From Bayesian Networks to Neural Networks: how multivariate regression can be transposed to a multi-output network

I’m dealing with a Bayesian Hierarchical Linear Model, here the network describing it.

$Y$ represents daily sales of a product in a supermarket(observed).

$X$ is a known matrix of regressors, including prices, promotions, day of the week, weather, holidays.

$S$ is the unknown latent inventory level of each product, which causes the most problems and which I consider a vector of binary variables, one for each product with $1$ indicating stockout and so the unavailability of the product.
Even if in theory unknown I estimated it through a HMM for each product, so it is to be considered as known as X. I just decided to unshade it for proper formalism.

$\eta$ is a mixed effect parameter for any single product where the mixed effects considered are the product price, promotions and stockout.

$\beta$ is the vector of fixed regression coefficients, while $b_1$ and $b_2$ are the vectors of mixed effects coefficient.
One group indicates brand and the other indicates flavour (this is an example, in reality I have many groups, but I here report just 2 for clarity).

$\Sigma_{\eta}$ , $\Sigma_{b_1}$ and $\Sigma_{b_2}$ are hyperparameters over the mixed effects.

Since i have count data let’s say that I treat each product sales as Poisson distributed conditional on the Regressors (even if for some products the Linear approximation holds and for others a zero inflated model is better).
In such a case I would have for a product $Y$ (this is just for who’s interested in the bayesian model itself, skip to the question if you find it uninteresting or non trivial 🙂):

$\Sigma_{\eta} \sim IW(\alpha_0,\gamma_0)$

$\Sigma_{b_1} \sim IW(\alpha_1,\gamma_1)$

$\Sigma_{b_2} \sim IW(\alpha_2,\gamma_2)$, $\alpha_0,\gamma_0,\alpha_1,\gamma_1,\alpha_2,\gamma_2$ known.

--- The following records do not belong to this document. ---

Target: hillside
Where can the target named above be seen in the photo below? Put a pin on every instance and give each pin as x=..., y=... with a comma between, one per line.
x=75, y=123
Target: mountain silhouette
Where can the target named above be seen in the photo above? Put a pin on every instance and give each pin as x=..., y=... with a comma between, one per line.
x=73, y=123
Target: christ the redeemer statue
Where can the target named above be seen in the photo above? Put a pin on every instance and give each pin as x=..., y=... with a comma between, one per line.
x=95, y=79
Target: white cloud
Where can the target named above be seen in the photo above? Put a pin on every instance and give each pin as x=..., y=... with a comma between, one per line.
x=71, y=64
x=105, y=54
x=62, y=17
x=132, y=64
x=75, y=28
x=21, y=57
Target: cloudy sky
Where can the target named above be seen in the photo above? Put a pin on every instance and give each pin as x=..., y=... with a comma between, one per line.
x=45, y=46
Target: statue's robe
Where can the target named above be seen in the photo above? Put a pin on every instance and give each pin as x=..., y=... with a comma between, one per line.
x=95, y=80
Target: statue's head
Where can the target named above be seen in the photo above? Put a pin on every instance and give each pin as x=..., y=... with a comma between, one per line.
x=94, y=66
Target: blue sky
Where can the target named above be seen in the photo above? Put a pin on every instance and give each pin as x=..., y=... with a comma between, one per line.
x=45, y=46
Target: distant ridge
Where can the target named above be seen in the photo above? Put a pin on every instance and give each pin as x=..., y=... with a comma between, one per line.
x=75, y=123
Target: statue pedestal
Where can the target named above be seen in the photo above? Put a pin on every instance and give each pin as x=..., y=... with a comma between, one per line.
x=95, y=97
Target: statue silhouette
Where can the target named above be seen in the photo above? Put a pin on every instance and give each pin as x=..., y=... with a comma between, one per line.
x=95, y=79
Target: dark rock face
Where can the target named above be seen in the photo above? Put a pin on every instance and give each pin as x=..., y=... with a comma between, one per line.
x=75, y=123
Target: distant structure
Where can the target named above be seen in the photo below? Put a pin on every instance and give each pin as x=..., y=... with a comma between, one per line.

$\eta \sim N(\mathbf{0},\Sigma_{\eta})$

$b_1 \sim N(\mathbf{0},\Sigma_{b_1})$

$b_2 \sim N(\mathbf{0},\Sigma_{b_2})$

$\beta \sim N(\mathbf{0},\Sigma_{\beta})$, $\Sigma_{\beta}$ known.

$\lambda _{tijk} = \beta*X_{ti} + \eta_i*X_{pps_{ti}} + b_{1_j} * Z_{tj} + b_{2_k} Z_{tk}$,

$Y_{tijk} \sim Poi(exp(\lambda_{tijk}))$

$i \in {1,\dots,N}$, $j \in {1,\dots,m_1}$, $k \in {1,\dots,m_2}$

$Z_i$ matrix of mixed effects for the 2 groups, $X_{pps_i}$ indicating price, promotion and stockout of product considered. $IW$ indicates inverse Wishart distributions, usually used for covariance matrices of normal multivariate priors. But it’s not important here. An example of a possible $Z_i$ could be the matrix of all the prices, or we could even say $Z_i=X_i$. As regards the priors for the mixed-effects variance-covariance matrix, I would just try to preserve the correlation between the entries, so that $\sigma_{ij}$ would be positive if $i$ and $j$ are products of the same brand or either of the same flavour.

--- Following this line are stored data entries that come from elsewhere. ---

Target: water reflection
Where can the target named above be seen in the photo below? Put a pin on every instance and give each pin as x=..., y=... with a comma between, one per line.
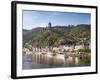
x=43, y=60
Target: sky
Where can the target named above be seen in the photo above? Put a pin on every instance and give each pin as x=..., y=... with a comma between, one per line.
x=33, y=19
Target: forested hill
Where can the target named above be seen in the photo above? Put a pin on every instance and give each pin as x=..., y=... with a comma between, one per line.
x=56, y=35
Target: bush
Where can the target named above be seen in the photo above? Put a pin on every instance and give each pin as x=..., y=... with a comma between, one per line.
x=85, y=50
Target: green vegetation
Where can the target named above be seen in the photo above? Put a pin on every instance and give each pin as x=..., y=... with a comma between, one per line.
x=58, y=35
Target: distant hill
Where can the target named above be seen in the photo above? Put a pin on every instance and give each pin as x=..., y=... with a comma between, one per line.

The intuition behind this model would be that the sales of a given product depend on its price, its availability or not, but also on the prices of all the other products and the stockouts of all the other products. Since I don’t want to have the same model (read: same regression curve) for all the coefficients, I introduced mixed effects which exploit some groups I have in my data, through parameter sharing.

My questions are:

1. Is there a way to transpose this model to a neural network architecture? I know that there are many questions looking for the relationships between bayesian network, markov random fields, bayesian hierarchical models and neural networks, but I didn’t find anything going from the bayesian hierarchical model to neural nets.
I ask the question about neural networks since, having a high dimensionality of my problem (consider that I have 340 products), parameter estimation through MCMC takes weeks (I tried just for 20 products running parallel chains in runJags and it took days of time). But I don’t want to go random and just give data to a neural network as a black box. I would like to exploit the dependence/independence structure of my network.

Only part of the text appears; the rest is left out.